Geplaatst op 4 september 2014
De geelgors is typisch een vogel van de hogere zandgronden in Oost-Nederland. Hij is dol op kleinschalige agrarische gebieden met houtwallen en bosschages. Het is een echte struweelvogel, maar die categorie schijnt volgens de Dikke van Dale en zelfs bij Wikipedia niet te bestaan. Struweelvogel of niet; vaak zingt-ie vanuit een boomtop of hoger punt in een houtwal zijn welluidende lied. Een concert dat met wat fantasie klinkt als de openingsmaten van Beethovens Vijfde Symfonie. Vijf tot acht korte tonen met een luide, lagere langgerekte triller. Klinkt als: si-si-si-si-si-stjèèèèèèh. Zo herkenbaar, dat je de geelgors daarom meestal eerder hoort dan ziet. Zo’n geelgorzenconcert kan lang duren en lijkt soms uren aan te houden.

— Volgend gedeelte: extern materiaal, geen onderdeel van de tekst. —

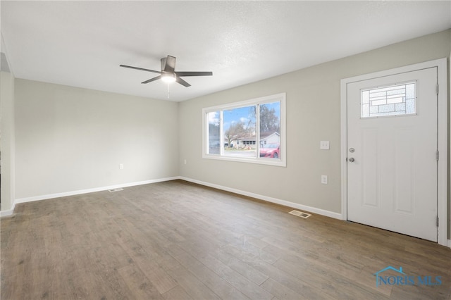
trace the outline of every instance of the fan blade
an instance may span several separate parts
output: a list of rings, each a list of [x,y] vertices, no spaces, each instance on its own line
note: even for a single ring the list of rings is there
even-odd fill
[[[154,73],[161,74],[161,72],[156,71],[154,70],[143,69],[142,68],[132,67],[131,65],[120,65],[119,66],[120,67],[123,67],[123,68],[129,68],[130,69],[141,70],[142,71],[147,71],[147,72],[152,72],[152,73]]]
[[[149,82],[152,82],[152,81],[158,80],[159,79],[161,79],[161,75],[159,75],[159,76],[156,76],[153,78],[151,78],[149,80],[143,81],[141,83],[149,83]]]
[[[171,73],[174,73],[174,70],[175,69],[175,58],[174,56],[171,56],[170,55],[166,58],[166,62],[164,65],[164,68],[163,69],[165,72],[169,72]]]
[[[182,78],[180,78],[178,76],[177,76],[175,77],[175,81],[178,82],[178,83],[180,83],[180,85],[186,87],[191,87],[191,85],[190,85],[188,82],[187,82],[186,81],[183,80]]]
[[[175,72],[177,76],[211,76],[213,72]]]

Qua uiterlijk is de geelgorsman ook de moeite waard om bij stil te staan. Rug en flanken zijn onopvallend bruin gestreept met een bescheiden maar oh zo stijlvolle kaneelbruine stuit. Borst en kop knallen er met hun kanariegele kleur echt uit. Vergissen met een andere soort is bijna niet mogelijk. Formaat grote vink + bruine rug + gele kop = geelgors! Zo opvallend als de man is, zo onopvallend grijsbruin-gestreept is het vrouwtje. Vooral met andere gorzendames, zoals rietgors en ortolaan kan de verwarring nog wel eens toeslaan. De geelgors kent de laatste jaren een lichte stijging in broedparen; er zijn nu tussen de 22.000 en 28.000 paren.

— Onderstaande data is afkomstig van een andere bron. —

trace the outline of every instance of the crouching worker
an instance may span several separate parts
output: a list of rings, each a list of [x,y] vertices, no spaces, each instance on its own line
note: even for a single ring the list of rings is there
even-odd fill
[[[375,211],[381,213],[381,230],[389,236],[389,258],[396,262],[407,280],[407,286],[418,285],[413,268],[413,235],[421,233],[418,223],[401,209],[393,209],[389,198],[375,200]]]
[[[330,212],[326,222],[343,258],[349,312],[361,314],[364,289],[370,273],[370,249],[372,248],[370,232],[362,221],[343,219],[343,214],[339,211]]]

In najaar en winter kennen geelgorzen een zwervend bestaan. Ze blijven weliswaar veelal in het oosten en zuiden van het land rondhangen, maar duiken ook in kleine groepjes op langs de kust en in Flevoland. Onze broedvogels krijgen in het najaar gezelschap van broedvogels uit Scandinavië en Duitsland. Ze zoeken hun voedsel dan vooral in open terreinen, zoals gemaaide maïsakkers, graanvelden, kruidenrijke akkerranden en vogelakkers in Groningen. Ze scharrelen graag op de grond, vaak in gezelschap van vinkachtigen als groenling en… heel soms een ortolaan.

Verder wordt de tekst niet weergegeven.